Monday, March 7, 2011

My Birth Day!

Today is my birth day - 28 years ago on March 7th I, literally, was given a new life.  Although my physical birth date is June 14, this is the only birthday that matters to me.  For the Diane that lives today was born on March 7, 1983.

My life, for 29 years, was a chaotic mess.  Joe and I were on on the verge of divorce. I was a horrible wife and mother. My health had deteriorated to the point I was told I would spend the rest of my life in a wheelchair from an unknown disease. I was an angry, scared human being from childhood and my life was going to come to a terrible, fast conclusion - suicide.  I truly believed my children would have been better off without me at the rate I was going. God heard my heart's cries and intervened on that Wednesday night around 8:30.
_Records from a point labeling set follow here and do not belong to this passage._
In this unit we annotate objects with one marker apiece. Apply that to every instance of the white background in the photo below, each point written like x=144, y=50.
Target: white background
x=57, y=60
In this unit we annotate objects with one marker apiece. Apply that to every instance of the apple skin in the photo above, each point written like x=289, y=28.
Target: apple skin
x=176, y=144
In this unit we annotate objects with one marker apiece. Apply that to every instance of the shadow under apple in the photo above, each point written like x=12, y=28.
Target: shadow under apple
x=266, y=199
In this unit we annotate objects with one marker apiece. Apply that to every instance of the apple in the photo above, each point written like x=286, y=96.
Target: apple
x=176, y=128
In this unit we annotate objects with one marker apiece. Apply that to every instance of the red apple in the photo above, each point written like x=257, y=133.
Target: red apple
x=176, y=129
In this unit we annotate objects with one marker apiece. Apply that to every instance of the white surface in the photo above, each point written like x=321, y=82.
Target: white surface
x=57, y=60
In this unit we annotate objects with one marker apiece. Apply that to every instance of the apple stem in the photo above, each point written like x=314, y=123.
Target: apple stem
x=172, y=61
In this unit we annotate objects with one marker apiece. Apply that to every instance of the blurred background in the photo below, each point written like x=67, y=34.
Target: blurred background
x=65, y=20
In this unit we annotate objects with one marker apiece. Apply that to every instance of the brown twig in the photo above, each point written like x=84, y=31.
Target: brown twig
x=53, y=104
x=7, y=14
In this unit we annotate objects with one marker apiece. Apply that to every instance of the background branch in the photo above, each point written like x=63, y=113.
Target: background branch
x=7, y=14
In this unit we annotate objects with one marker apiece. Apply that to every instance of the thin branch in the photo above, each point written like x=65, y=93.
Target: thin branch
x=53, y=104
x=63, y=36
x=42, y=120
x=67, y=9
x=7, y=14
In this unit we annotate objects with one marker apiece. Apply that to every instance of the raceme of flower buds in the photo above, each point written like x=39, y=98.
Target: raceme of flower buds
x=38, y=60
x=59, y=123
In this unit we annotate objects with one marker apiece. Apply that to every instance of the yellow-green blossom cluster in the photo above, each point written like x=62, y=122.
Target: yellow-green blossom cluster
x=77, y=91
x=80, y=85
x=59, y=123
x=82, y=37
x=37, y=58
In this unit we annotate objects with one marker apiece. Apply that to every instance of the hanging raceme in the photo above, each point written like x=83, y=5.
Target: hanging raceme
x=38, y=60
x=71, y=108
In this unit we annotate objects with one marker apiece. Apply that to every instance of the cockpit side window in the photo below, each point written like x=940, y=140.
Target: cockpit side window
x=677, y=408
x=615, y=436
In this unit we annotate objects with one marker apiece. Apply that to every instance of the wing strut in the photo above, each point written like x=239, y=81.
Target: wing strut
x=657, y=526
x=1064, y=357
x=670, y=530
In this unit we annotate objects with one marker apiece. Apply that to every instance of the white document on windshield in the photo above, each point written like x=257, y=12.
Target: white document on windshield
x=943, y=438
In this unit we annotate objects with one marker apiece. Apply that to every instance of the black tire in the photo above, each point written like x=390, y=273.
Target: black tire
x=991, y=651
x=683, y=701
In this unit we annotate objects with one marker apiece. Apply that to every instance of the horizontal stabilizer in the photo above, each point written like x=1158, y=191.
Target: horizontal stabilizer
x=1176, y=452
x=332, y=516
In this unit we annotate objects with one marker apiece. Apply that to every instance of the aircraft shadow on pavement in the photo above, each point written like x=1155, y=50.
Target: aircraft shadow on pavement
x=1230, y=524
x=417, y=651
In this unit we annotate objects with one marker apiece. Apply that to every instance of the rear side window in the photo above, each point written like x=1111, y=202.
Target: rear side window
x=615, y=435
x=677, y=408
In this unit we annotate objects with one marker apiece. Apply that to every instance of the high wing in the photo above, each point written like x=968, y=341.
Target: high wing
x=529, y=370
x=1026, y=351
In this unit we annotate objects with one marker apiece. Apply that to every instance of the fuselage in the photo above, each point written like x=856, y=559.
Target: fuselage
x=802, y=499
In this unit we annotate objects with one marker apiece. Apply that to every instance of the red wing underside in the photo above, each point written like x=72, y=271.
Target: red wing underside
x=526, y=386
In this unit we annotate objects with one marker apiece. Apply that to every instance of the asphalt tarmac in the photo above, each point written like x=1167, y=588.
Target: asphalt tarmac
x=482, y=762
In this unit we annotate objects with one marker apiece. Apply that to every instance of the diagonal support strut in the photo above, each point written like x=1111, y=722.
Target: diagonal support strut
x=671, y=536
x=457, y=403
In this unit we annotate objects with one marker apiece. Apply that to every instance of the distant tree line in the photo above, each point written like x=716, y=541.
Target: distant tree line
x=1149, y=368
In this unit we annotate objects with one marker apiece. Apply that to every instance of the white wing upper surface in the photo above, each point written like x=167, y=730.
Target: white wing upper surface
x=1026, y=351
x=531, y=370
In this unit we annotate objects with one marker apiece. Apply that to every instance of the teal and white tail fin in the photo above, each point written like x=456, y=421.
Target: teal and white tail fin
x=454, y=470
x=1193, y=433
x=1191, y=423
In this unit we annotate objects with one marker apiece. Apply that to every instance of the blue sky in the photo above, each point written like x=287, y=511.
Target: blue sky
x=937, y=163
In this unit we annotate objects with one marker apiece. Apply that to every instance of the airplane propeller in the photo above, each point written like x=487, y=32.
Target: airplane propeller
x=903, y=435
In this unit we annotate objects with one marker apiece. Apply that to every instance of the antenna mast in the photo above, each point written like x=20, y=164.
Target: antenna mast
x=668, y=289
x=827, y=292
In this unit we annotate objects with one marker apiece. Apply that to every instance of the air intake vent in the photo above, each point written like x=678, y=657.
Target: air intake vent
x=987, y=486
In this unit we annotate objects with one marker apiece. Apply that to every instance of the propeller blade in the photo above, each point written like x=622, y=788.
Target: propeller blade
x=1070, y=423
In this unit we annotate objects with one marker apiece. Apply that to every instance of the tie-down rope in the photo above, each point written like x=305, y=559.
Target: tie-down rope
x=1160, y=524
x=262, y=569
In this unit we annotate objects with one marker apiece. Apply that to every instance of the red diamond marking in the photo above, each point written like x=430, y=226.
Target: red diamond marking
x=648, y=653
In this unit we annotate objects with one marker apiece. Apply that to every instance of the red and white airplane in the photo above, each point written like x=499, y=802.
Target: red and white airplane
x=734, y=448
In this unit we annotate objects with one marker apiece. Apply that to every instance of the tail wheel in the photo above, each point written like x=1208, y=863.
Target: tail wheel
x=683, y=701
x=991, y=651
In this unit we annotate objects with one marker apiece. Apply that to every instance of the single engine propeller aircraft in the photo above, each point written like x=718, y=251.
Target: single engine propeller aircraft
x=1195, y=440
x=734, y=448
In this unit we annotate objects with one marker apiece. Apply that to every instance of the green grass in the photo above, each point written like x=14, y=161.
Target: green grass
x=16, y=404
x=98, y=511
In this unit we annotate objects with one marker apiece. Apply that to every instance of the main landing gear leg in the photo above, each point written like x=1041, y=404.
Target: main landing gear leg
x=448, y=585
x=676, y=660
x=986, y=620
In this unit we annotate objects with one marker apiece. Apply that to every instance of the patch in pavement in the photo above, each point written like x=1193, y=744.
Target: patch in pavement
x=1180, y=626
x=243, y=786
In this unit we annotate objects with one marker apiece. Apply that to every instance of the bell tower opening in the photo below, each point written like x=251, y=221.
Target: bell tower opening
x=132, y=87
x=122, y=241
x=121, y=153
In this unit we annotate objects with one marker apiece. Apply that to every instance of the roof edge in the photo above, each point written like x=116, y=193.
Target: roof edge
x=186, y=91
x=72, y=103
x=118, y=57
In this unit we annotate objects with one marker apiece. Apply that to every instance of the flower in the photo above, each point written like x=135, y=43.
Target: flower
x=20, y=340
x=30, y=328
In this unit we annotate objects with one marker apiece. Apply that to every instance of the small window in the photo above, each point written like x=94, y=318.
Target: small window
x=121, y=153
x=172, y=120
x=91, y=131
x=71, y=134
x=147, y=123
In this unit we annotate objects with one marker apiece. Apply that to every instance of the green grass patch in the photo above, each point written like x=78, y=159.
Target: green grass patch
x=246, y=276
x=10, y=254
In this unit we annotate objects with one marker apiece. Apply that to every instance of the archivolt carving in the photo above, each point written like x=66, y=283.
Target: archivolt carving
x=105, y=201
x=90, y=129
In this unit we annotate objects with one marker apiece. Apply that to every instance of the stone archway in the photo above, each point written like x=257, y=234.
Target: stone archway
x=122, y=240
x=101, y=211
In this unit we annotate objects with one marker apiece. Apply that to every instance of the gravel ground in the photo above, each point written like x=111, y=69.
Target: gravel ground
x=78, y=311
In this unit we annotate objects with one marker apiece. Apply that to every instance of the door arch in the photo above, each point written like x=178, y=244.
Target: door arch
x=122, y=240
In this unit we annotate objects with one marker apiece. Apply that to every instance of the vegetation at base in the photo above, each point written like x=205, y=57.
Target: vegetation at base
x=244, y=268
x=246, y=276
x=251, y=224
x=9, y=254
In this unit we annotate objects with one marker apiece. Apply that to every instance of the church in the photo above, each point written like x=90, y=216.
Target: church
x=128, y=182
My neighbor invited me to a Catholic charismatic prayer group.  At the end of the meeting, I began to cry - sob, actually - from the pit of my being for about 45 minutes. When I got done crying, I knew that I knew something was different within me.  God had just done something deep within my spirit - the angry, old Diane was being washed away by the Love of God pouring into my being. God recreated me anew.  Thus began a miraculous journey of healing, deliverance, and servanthood.

For 28 years, I've been on a glorious pilgrimage of love and faith.  Peace and joy replaced anger; radical faith replaced fear; love replaced...well...Love replaced much of the nastiness of who Diane was.  I humbly say that He transformed me into His Vessel of Honor.  Jesus Christ gave me a new lease on life.  He healed me physically, emotionally, and mentally and has allowed me to serve and worship Him all these years.

Today I'm 28 years old!  Thank You, Lord Jesus for all You have done to change me, heal me, and set me free from me!  Thank You for loving me and healing me so that I can love myself and love others, even the unlovely.  I look forward to serving You for the next 28 years!  Thank You, for the gift of Life - for the gift of my life.

2 comments:

Claire Vorster said...

Beautiful, beautiful Diane. What a story! You have come so far - and it takes great courage to come so far. Thank you for feeding us who are hungry with the life that you so obviously live IN HIM.

Thank you,
Claire

Diane said...

Thank you for your kind and encouraging words, Claire! I appreciate you!